- Buildings in the village centre
- Coat of arms
- Pisarzowice Location within Poland
- Coordinates: 49°53′N 19°8′E﻿ / ﻿49.883°N 19.133°E
- Country: Poland
- Voivodeship: Silesian
- County: Bielsko
- Gmina: Wilamowice
- First mentioned: 1326
- Population: 6 189
- Website: https://gmina.wilamowice.pl/

= Pisarzowice, Bielsko County =

Pisarzowice (Śrajwadiüf) is a village in the administrative district of Gmina Wilamowice, within Bielsko County, Silesian Voivodeship, in southern Poland.

== History ==
The village was first mentioned in 1326 in the register of Peter's Pence payment among Catholic parishes of Oświęcim deaconry of the Diocese of Kraków as Villa scriptoris. It is possible that it was founded by Władysław I Herman (1246-1281), the Duke of Opole after Mongol raids in the first half of the 13th century.

Politically the village belonged then to the Duchy of Oświęcim, formed in 1315 in the process of feudal fragmentation of Poland and was ruled by a local branch of Piast dynasty.
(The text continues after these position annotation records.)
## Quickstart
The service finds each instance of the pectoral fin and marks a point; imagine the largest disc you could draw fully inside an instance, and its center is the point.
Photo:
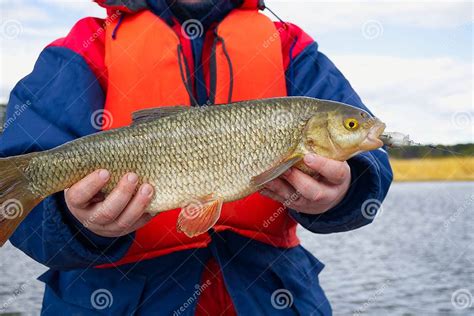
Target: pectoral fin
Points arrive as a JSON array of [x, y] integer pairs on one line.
[[275, 172], [199, 216]]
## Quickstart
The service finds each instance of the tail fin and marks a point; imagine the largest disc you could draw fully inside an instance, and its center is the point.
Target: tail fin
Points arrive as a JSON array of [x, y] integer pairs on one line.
[[16, 201]]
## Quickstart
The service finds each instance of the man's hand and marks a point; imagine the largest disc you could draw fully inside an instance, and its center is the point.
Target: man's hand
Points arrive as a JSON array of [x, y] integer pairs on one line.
[[120, 213], [312, 195]]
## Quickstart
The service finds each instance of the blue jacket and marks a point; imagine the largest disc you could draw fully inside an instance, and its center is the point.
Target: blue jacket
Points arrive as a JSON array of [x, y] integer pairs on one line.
[[61, 93]]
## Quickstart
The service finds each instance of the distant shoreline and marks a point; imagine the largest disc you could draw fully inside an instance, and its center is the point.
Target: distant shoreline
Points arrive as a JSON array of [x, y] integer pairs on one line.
[[433, 169]]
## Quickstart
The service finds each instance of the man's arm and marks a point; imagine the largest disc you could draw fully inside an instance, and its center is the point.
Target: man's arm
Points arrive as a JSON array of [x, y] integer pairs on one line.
[[311, 73]]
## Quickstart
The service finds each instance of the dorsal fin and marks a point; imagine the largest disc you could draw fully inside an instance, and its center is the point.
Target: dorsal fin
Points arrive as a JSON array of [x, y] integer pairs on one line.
[[157, 113]]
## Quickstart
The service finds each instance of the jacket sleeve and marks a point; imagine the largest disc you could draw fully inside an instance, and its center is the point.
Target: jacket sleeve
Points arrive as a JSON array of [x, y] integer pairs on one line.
[[311, 73], [52, 105]]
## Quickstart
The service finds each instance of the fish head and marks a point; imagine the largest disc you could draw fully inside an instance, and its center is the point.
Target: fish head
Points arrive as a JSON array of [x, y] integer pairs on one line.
[[342, 132]]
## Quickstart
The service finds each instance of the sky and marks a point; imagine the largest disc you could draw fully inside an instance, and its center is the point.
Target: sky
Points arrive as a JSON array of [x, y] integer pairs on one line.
[[410, 61]]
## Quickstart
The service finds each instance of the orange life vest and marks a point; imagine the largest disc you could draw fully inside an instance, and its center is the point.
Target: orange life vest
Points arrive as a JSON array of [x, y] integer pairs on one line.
[[144, 71]]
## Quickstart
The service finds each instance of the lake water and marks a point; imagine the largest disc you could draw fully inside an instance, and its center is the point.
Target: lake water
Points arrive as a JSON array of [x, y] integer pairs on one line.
[[417, 258]]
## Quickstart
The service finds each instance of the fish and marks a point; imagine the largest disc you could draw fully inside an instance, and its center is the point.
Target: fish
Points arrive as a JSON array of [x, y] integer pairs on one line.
[[203, 156]]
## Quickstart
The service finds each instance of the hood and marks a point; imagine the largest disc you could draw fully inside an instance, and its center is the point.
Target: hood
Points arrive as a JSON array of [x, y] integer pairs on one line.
[[131, 6]]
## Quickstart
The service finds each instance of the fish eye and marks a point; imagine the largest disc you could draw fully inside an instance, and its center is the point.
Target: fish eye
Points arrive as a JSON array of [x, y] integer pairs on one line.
[[351, 124]]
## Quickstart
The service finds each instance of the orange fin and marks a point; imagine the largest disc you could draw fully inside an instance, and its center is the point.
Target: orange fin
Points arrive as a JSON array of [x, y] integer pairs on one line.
[[199, 216]]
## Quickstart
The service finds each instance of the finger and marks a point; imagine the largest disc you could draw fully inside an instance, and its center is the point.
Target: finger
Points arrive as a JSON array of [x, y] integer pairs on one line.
[[106, 211], [281, 188], [334, 171], [81, 193], [135, 209]]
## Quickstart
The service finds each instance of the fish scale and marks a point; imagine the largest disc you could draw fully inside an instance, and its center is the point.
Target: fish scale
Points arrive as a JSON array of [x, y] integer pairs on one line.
[[211, 155]]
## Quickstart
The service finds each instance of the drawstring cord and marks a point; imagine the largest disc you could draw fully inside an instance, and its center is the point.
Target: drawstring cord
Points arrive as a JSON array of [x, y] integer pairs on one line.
[[213, 66], [185, 78], [114, 32]]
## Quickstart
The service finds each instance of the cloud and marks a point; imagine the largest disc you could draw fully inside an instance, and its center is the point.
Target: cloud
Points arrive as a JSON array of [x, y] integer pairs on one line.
[[325, 16], [424, 97]]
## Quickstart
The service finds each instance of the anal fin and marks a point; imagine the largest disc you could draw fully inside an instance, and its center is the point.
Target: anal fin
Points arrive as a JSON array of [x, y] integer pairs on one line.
[[198, 216]]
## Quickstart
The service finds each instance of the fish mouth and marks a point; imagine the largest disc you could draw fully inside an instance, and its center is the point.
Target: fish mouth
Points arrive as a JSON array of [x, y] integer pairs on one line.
[[373, 141]]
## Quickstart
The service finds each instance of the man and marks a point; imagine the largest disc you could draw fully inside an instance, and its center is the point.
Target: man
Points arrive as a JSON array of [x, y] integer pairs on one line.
[[105, 254]]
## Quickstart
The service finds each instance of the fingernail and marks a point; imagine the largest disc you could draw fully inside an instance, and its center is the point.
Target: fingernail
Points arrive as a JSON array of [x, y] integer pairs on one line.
[[310, 158], [104, 174], [146, 190], [132, 178]]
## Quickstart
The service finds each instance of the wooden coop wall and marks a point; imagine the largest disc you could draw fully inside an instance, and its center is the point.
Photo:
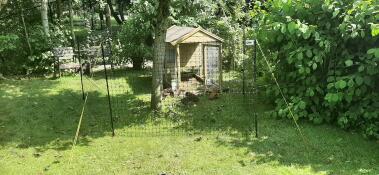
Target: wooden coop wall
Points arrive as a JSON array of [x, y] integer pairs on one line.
[[190, 56], [169, 64], [199, 37]]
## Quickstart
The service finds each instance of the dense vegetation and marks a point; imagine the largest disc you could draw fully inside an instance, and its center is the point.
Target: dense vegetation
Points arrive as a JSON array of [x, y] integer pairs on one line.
[[324, 53], [328, 52]]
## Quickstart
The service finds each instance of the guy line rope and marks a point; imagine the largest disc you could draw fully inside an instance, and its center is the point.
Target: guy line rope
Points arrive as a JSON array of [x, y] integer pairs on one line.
[[282, 94]]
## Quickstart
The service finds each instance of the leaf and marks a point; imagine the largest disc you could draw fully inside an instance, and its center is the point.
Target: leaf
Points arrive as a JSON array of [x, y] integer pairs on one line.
[[283, 28], [361, 68], [300, 56], [350, 83], [348, 63], [341, 84], [335, 13], [292, 26], [359, 80], [314, 66], [374, 29], [302, 105], [309, 53]]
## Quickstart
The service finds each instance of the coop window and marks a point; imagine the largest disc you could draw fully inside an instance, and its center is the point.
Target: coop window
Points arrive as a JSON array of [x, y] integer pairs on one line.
[[170, 55]]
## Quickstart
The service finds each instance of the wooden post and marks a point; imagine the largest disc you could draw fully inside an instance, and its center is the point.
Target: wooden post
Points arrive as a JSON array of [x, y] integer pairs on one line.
[[220, 66], [205, 64], [178, 71]]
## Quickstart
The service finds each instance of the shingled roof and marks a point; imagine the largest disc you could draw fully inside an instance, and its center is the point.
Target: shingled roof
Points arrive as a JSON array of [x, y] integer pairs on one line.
[[176, 34]]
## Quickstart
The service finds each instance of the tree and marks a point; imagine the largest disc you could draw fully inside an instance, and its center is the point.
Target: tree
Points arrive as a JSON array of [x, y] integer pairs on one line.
[[135, 38], [114, 14], [44, 17], [163, 12]]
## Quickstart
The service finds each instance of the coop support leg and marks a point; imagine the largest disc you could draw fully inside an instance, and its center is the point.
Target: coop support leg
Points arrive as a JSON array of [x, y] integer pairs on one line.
[[109, 97], [256, 124], [81, 71]]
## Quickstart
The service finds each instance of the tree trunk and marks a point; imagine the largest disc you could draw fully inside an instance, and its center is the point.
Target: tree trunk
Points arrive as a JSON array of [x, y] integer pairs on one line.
[[44, 17], [118, 20], [72, 23], [59, 9], [159, 53], [121, 6], [137, 64], [26, 30]]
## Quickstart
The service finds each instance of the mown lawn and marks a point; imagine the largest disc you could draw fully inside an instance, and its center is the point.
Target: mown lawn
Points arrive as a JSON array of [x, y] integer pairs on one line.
[[38, 120]]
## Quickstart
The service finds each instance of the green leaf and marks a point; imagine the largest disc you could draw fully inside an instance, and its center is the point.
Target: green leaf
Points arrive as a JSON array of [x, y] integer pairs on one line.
[[302, 105], [341, 84], [348, 63], [283, 28], [350, 83], [374, 29], [335, 13], [334, 97], [309, 53], [314, 66], [361, 68], [359, 80], [292, 26], [300, 56]]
In 1327 the duchy became a fee of the Kingdom of Bohemia. In 1457 Jan IV of Oświęcim agreed to sell the duchy to the Polish Crown, and in the accompanying document issued on 21 February the village was mentioned as Pyszarowicze.

The territory of the Duchy of Oświęcim was eventually incorporated into Poland in 1564 and formed Silesian County of Kraków Voivodeship. Upon the First Partition of Poland in 1772 it became part of the Austrian Kingdom of Galicia. After World War I and fall of Austria-Hungary it became part of Poland. It was annexed by Nazi Germany at the beginning of World War II, and afterwards it was restored to Poland.